On the blog for September we have a recording of a Raymond Williams lecture on ‘Forms of English Fiction in 1848’ from 1977. It was first published by the University of Essex in 1978 and released a few years later by Verso in Writing in Society. The lecture you can listen to below was delivered at a conference titled ‘Sociology of Literature’ in Essex.
As Williams confirms in his short introduction on ‘Writing’ in Writing in Society, the lecture was given from ‘few or no notes’ and published verbatim after some minor editorial changes. It also has ‘a specific relation to the theoretical work’, according to Williams, published in Marxism and Literature (1977) and Culture (1981). Note the emphasis on ‘emergent’, for example, and how forms of social relationships are embodied in literary forms. Like a number of lectures in the Raymond Williams Tapes project, Williams can be heard working through, developing, and expanding ideas as he speaks. Crucially, something isn’t lost in the act of public speaking, rather it is a site of creative, intellectual production.

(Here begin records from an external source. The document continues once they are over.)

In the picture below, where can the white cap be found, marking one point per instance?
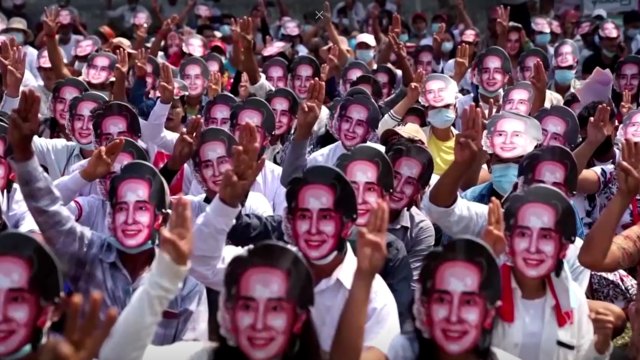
(599, 12)
(367, 39)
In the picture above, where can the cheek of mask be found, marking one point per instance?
(447, 46)
(441, 118)
(364, 55)
(563, 76)
(542, 39)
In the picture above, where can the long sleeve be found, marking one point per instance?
(137, 323)
(69, 240)
(295, 162)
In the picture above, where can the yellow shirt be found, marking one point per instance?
(442, 152)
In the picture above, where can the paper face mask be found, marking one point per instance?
(284, 104)
(217, 111)
(371, 175)
(99, 68)
(213, 157)
(627, 74)
(439, 91)
(540, 222)
(276, 72)
(518, 98)
(115, 119)
(266, 301)
(321, 207)
(303, 70)
(195, 73)
(455, 301)
(510, 135)
(559, 126)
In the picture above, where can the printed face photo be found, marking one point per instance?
(301, 79)
(553, 129)
(425, 62)
(316, 225)
(61, 103)
(518, 101)
(628, 77)
(492, 77)
(509, 138)
(219, 116)
(565, 57)
(455, 309)
(214, 162)
(280, 106)
(112, 127)
(632, 128)
(194, 79)
(277, 76)
(133, 213)
(535, 243)
(353, 127)
(262, 318)
(551, 173)
(363, 176)
(82, 130)
(406, 172)
(20, 306)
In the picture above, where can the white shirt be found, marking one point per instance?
(211, 256)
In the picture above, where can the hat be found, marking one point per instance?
(18, 24)
(599, 12)
(367, 39)
(408, 131)
(123, 43)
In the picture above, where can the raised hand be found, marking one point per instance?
(493, 234)
(102, 160)
(371, 247)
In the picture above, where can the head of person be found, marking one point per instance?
(540, 224)
(80, 124)
(31, 288)
(100, 68)
(458, 292)
(195, 73)
(213, 157)
(627, 74)
(321, 210)
(265, 306)
(370, 173)
(357, 118)
(115, 119)
(518, 98)
(493, 68)
(559, 126)
(303, 70)
(440, 97)
(365, 47)
(257, 112)
(387, 76)
(276, 71)
(217, 111)
(63, 92)
(284, 104)
(528, 59)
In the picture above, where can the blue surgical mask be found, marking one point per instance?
(447, 46)
(441, 118)
(365, 55)
(542, 39)
(563, 76)
(503, 176)
(225, 30)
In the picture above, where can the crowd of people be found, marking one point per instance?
(186, 183)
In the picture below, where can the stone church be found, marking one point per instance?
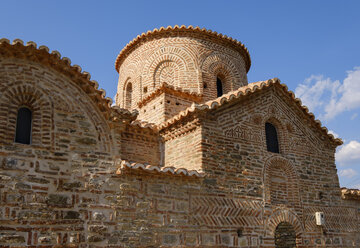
(190, 155)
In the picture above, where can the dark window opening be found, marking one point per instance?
(128, 98)
(23, 126)
(219, 87)
(271, 138)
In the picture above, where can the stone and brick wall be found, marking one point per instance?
(70, 188)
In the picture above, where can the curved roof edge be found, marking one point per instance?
(188, 30)
(53, 59)
(243, 92)
(125, 165)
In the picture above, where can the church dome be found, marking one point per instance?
(192, 60)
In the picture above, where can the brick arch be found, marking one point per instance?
(274, 118)
(20, 94)
(127, 97)
(281, 183)
(167, 72)
(181, 59)
(281, 215)
(218, 65)
(127, 71)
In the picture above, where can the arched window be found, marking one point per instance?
(23, 126)
(128, 96)
(271, 138)
(219, 87)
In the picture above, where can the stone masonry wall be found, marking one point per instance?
(298, 182)
(183, 151)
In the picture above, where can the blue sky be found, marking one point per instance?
(312, 46)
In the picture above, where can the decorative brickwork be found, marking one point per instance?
(184, 168)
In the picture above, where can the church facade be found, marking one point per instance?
(190, 154)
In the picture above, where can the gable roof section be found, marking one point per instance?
(189, 31)
(53, 59)
(244, 92)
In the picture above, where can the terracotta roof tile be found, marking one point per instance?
(190, 30)
(53, 59)
(125, 165)
(350, 194)
(144, 124)
(177, 91)
(246, 91)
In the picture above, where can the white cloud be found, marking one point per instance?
(331, 97)
(312, 91)
(348, 154)
(348, 173)
(356, 186)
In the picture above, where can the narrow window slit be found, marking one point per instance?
(23, 126)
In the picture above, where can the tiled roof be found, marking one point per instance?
(180, 31)
(243, 92)
(144, 124)
(125, 165)
(177, 91)
(54, 60)
(350, 194)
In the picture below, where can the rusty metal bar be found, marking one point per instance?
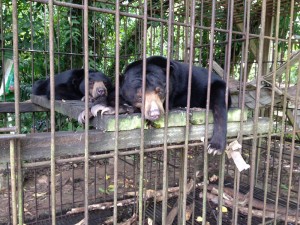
(256, 110)
(227, 73)
(7, 129)
(86, 108)
(52, 110)
(243, 79)
(66, 4)
(184, 167)
(201, 33)
(17, 105)
(205, 158)
(165, 146)
(298, 200)
(117, 84)
(295, 116)
(269, 141)
(287, 73)
(142, 150)
(13, 182)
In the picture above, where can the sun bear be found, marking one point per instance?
(155, 94)
(69, 85)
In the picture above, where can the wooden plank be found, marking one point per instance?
(70, 108)
(9, 107)
(176, 118)
(37, 146)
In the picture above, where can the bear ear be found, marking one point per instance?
(172, 69)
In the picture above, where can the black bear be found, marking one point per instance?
(69, 85)
(155, 94)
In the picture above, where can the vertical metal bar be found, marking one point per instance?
(227, 72)
(13, 181)
(142, 148)
(117, 84)
(295, 118)
(165, 152)
(287, 73)
(256, 110)
(17, 105)
(162, 28)
(269, 141)
(71, 39)
(2, 46)
(298, 201)
(186, 30)
(52, 110)
(86, 107)
(187, 127)
(205, 165)
(244, 72)
(201, 33)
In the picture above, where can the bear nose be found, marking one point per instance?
(101, 91)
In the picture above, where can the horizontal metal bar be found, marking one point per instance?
(11, 136)
(7, 129)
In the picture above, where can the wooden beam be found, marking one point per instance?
(37, 146)
(9, 107)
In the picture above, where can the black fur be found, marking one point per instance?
(156, 84)
(69, 85)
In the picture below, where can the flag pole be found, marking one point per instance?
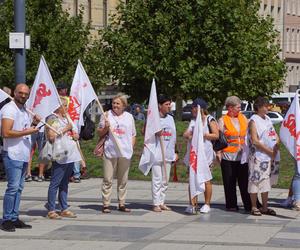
(113, 135)
(33, 114)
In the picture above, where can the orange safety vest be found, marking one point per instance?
(234, 138)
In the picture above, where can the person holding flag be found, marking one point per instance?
(17, 126)
(290, 137)
(119, 128)
(263, 152)
(208, 124)
(159, 147)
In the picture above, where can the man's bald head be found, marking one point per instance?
(21, 93)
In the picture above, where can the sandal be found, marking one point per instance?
(53, 215)
(68, 214)
(269, 211)
(122, 208)
(255, 212)
(106, 210)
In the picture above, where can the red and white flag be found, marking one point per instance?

Unfortunately, the last 12 lines of the published version of ‘Forms of English Fiction in 1848’ are missing from the tape. They read thus: ‘For these, as new content and as new forms of the content, are genuinely emergent elements: production, significant production, attempting to lift and at the same time, in a fully extended production, bearing the full weight of the pressures and limits, in ways which the simple forms, the simple contents, of mere ideological reproduction never achieve. Of course we now know more than these writers of 1848 about the pressures and limits – the deep and decisive social relations and conflicts – of what for us is now a period, a date. But to the extent that we know these substantially – not indifferently, not as mere “knowing” – we have to recognize that a significant part of this understanding is that we know them; know what in struggle, and partially, then began to come through’ (Williams, Writing in Society, p. 165).
Many thanks to the Barry Amiel and Norman Melburn Trust for making this project possible and to Merryn Williams for her continued support.